Lewis' pottery featured innovative designs, and she has been compared to other innovators such as Pablo Picasso and Jackson Pollock. Lewis was known for the animals, and line designs she drew on her pottery. Her work is influenced by the color of the sky, along with her Native American culture. Lewis was mostly self-taught and her art was natural and innate. Lewis specialized in small pots that were usually six to twelve inches in height. In 1992, the price range for her pottery was listed as between one hundred and several thousand dollars.

Lewis' tribe, Acoma Pueblo, considered the clay she used for her pottery to be sacred. The creation of a single pot could take as long as two to three weeks. In addition, Native American pottery making is passed down the matriarchal line—mothers, grandmothers, and aunts teach the next generation.

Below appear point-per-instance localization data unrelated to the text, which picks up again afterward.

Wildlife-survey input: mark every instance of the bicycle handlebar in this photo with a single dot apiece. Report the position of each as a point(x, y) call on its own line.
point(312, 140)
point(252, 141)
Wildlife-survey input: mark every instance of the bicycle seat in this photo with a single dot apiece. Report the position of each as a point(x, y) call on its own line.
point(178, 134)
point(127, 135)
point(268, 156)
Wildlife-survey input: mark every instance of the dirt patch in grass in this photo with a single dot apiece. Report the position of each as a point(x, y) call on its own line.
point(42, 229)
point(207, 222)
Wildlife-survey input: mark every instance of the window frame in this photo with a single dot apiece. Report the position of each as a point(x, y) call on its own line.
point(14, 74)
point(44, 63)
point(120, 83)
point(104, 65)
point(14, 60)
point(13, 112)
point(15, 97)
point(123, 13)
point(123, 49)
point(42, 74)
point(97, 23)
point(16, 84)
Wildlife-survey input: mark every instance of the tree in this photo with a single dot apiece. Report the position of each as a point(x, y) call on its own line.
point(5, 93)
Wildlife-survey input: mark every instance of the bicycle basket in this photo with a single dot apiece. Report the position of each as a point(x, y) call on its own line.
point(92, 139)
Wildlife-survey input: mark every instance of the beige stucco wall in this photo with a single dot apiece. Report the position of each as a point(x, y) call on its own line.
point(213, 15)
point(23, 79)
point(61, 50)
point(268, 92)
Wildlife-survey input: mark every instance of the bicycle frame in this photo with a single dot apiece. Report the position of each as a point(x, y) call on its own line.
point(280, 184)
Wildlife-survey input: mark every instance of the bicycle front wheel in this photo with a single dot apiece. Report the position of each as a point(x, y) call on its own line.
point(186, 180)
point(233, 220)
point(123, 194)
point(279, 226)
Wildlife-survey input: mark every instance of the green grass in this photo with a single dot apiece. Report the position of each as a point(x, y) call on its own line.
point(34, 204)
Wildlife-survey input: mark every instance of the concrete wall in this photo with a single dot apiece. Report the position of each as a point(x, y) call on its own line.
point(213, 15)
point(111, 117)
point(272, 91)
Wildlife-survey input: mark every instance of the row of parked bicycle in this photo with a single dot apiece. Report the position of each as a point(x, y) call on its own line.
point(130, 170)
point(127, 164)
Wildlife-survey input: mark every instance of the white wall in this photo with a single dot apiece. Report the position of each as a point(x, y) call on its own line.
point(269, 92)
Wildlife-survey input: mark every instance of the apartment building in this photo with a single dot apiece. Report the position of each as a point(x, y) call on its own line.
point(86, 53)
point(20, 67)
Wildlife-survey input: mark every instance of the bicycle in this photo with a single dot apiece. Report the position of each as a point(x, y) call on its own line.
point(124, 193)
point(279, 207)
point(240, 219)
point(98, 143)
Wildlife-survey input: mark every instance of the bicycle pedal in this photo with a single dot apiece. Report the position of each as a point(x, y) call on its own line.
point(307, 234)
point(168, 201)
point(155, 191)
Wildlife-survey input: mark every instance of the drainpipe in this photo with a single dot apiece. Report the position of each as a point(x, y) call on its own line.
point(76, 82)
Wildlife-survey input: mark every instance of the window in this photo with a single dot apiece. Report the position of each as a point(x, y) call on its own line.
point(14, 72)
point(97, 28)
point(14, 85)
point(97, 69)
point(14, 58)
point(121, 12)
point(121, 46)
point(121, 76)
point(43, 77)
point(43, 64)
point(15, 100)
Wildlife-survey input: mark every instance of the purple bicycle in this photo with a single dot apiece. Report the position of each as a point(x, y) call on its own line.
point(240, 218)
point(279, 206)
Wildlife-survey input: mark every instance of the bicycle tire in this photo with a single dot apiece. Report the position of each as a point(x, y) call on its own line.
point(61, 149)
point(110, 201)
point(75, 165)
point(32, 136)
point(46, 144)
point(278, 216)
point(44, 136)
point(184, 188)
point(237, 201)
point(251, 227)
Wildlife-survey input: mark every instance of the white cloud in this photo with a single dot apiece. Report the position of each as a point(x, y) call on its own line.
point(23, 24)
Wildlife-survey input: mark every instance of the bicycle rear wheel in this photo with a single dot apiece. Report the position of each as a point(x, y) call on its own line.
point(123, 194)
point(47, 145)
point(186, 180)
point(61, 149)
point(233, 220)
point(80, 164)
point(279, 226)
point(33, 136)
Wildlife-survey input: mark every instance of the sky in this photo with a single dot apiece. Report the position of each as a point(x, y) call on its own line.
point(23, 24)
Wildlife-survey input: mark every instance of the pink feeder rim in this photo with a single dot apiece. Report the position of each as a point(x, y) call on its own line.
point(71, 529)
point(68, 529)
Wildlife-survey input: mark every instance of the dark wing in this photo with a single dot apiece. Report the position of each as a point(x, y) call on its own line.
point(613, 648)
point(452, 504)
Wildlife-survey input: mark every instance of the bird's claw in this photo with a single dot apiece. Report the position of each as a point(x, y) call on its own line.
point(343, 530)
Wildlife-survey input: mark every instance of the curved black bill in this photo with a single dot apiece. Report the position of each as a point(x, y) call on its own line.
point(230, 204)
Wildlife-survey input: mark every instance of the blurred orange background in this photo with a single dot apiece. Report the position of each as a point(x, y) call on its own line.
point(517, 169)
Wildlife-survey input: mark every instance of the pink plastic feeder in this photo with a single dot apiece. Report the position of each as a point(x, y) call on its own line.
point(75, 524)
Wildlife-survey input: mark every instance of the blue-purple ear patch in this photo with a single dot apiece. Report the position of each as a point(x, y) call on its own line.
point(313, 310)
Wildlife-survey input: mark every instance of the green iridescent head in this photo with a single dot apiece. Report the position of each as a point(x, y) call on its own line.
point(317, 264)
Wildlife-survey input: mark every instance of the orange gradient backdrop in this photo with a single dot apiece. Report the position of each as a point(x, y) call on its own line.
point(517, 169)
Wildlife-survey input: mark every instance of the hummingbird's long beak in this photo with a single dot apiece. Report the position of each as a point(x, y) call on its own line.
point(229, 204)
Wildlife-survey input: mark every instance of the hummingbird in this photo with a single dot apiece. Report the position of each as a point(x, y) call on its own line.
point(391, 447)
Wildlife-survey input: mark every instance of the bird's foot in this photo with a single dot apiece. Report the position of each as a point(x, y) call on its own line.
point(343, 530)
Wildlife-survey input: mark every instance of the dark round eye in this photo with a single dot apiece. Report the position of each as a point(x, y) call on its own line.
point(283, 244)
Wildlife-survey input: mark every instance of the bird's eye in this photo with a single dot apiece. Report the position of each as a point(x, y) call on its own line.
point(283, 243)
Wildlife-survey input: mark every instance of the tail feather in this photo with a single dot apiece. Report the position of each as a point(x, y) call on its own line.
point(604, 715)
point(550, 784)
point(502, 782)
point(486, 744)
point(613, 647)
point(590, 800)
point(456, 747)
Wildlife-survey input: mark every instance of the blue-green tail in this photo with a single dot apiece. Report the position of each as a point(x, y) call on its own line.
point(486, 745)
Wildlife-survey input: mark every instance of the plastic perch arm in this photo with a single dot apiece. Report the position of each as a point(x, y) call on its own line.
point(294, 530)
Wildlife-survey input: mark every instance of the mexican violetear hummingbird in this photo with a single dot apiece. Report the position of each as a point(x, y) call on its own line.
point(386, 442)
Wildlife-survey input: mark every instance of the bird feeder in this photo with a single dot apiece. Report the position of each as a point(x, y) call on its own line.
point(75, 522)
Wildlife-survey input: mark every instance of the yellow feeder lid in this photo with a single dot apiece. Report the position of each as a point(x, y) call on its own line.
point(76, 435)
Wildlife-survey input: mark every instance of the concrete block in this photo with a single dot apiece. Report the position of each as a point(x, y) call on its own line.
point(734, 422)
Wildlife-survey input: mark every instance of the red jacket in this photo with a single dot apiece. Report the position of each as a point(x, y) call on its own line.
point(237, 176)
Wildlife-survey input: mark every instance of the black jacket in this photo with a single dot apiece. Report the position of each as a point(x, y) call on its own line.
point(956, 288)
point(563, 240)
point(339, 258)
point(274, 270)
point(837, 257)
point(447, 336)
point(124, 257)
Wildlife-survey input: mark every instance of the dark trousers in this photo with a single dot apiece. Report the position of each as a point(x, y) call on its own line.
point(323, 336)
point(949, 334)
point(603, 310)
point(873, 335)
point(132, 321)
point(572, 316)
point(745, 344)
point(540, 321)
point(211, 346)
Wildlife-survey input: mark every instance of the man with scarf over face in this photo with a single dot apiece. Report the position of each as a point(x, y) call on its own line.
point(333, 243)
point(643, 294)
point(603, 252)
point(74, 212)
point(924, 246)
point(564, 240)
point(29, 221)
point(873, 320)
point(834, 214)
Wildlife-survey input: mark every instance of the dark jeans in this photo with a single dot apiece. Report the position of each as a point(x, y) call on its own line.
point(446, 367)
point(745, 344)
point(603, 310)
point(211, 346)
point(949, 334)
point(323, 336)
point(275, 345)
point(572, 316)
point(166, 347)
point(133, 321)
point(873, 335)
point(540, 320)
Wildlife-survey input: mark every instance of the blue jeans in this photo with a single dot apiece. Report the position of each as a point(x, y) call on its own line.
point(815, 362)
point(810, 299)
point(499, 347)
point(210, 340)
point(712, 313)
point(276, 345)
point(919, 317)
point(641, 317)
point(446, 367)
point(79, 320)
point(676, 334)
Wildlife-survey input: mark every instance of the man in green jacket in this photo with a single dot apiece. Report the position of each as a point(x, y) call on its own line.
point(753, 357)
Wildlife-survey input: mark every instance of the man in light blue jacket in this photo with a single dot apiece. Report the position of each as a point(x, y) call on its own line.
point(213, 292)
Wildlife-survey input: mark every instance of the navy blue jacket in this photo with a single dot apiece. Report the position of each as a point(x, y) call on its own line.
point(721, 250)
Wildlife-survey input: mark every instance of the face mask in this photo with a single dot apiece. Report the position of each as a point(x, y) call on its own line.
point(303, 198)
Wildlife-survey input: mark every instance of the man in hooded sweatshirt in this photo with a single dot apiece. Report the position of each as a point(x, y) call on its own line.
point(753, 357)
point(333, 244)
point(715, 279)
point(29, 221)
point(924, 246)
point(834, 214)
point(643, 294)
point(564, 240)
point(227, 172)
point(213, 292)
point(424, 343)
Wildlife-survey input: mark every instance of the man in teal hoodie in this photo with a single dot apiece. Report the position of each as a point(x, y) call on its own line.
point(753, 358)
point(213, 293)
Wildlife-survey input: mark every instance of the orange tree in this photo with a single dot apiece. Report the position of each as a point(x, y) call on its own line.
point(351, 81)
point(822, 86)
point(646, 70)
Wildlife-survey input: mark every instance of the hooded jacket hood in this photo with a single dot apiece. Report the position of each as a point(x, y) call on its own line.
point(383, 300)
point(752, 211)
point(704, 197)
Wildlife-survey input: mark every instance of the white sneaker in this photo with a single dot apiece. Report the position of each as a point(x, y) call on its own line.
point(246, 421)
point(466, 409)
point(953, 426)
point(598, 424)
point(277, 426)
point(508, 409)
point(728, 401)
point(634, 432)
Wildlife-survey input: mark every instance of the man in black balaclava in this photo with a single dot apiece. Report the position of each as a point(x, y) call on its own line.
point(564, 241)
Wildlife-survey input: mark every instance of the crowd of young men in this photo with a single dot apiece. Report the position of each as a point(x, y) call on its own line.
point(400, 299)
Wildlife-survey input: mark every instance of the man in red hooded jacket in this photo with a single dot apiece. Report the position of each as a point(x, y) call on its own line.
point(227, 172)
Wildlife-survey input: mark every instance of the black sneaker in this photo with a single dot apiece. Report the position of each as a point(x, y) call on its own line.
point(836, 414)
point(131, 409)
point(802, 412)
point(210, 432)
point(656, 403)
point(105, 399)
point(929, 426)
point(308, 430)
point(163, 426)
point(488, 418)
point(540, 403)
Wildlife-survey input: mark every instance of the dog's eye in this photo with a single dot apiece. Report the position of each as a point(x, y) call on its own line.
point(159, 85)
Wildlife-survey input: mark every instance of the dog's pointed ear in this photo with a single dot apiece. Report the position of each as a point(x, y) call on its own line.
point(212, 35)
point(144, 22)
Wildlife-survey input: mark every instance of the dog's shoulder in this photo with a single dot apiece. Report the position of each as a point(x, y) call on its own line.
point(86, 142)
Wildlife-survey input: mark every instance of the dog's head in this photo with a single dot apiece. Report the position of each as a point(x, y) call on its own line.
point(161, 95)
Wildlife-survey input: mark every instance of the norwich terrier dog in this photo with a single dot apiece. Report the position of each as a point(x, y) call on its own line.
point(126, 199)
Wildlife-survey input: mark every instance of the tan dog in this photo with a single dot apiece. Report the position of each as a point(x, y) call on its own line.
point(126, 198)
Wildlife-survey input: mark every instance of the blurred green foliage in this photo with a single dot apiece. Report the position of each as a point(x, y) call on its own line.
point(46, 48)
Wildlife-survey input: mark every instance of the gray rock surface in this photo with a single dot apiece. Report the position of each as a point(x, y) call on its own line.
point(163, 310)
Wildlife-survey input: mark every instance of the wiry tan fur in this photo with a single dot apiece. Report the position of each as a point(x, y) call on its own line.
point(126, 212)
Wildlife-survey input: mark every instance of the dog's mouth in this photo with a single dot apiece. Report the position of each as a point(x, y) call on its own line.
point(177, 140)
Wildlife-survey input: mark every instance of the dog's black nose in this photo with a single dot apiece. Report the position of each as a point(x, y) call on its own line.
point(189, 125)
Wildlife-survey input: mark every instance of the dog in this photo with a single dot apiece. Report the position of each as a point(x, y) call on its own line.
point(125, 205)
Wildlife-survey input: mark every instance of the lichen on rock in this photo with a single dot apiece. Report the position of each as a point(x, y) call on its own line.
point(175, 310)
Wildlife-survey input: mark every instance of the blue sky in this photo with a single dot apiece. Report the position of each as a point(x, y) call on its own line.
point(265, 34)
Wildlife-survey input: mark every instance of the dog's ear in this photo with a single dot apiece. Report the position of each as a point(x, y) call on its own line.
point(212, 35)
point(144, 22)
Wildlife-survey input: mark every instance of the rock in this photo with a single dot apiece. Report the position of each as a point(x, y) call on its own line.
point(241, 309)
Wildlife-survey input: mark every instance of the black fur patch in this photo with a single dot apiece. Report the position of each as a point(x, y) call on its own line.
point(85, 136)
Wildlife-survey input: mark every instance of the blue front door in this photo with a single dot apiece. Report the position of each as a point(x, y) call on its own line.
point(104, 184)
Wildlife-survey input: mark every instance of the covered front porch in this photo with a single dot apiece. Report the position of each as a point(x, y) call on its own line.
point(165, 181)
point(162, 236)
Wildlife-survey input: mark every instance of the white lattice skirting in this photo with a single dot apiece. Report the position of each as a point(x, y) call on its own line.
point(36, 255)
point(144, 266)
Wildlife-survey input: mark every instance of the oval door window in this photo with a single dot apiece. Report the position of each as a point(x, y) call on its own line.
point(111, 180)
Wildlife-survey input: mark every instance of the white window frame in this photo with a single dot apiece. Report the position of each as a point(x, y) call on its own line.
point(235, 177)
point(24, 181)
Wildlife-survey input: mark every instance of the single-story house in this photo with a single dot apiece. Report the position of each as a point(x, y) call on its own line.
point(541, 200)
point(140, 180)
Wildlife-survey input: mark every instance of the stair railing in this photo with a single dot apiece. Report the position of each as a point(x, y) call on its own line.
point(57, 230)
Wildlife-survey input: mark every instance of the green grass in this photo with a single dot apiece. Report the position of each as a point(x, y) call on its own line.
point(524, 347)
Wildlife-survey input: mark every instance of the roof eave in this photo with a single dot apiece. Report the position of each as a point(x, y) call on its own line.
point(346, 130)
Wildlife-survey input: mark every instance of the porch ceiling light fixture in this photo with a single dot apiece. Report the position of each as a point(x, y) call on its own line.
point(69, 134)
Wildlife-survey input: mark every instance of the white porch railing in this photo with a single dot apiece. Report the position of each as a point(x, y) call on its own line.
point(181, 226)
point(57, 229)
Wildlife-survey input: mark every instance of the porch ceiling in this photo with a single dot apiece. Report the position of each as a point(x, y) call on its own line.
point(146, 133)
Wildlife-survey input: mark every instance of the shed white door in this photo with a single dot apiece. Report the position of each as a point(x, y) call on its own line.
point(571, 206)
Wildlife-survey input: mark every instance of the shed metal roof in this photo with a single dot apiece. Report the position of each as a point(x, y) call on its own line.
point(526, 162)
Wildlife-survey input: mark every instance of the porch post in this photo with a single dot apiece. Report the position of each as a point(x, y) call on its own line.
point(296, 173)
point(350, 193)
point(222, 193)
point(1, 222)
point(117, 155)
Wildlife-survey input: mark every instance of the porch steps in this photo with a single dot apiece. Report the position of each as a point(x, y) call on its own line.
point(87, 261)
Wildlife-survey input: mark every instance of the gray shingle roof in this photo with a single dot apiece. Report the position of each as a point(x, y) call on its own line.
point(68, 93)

In 1977, Lewis was invited to the White House and in 1983 she received New Mexico's Governor's Award for outstanding personal contribution to the art of the state. Her final art show was the 1991 SWAIA Indian Market in Santa Fe, New Mexico. After a long illness, Lucy M. Lewis died on March 12, 1992, in an Acoma Pueblo hospital.

==Awards==
Lewis received awards for her work from the state of New Mexico, the College Arts Association, the American Crafts Council and the Honolulu Academy of Fine Arts.

==Notable collections==
Her work is in the collections of the Smithsonian Institution and the National Museum of the American Indian, Cooper Hewitt, the Fred Jones Jr. Museum of Art, Lowell D. Holmes Museum of Anthropology, National Museum of Women in the Arts, the University of Michigan Museum of Art, the Haffenreffer Museum of Anthropology at Brown University, and the Spurlock Museum at the University of Illinois at Urbana-Champaign.

==Biographies==
- Lucy M. Lewis: American Indian Potter by Susan Harnly Peterson and Fred Kabotie
- A Tribute to Lucy M. Lewis: Acoma Potter by John E. Collins and Dr. Frederick J. Dockstader
- Daughters of the Anasazi. John Anthony, Director. Albuquerque, NM.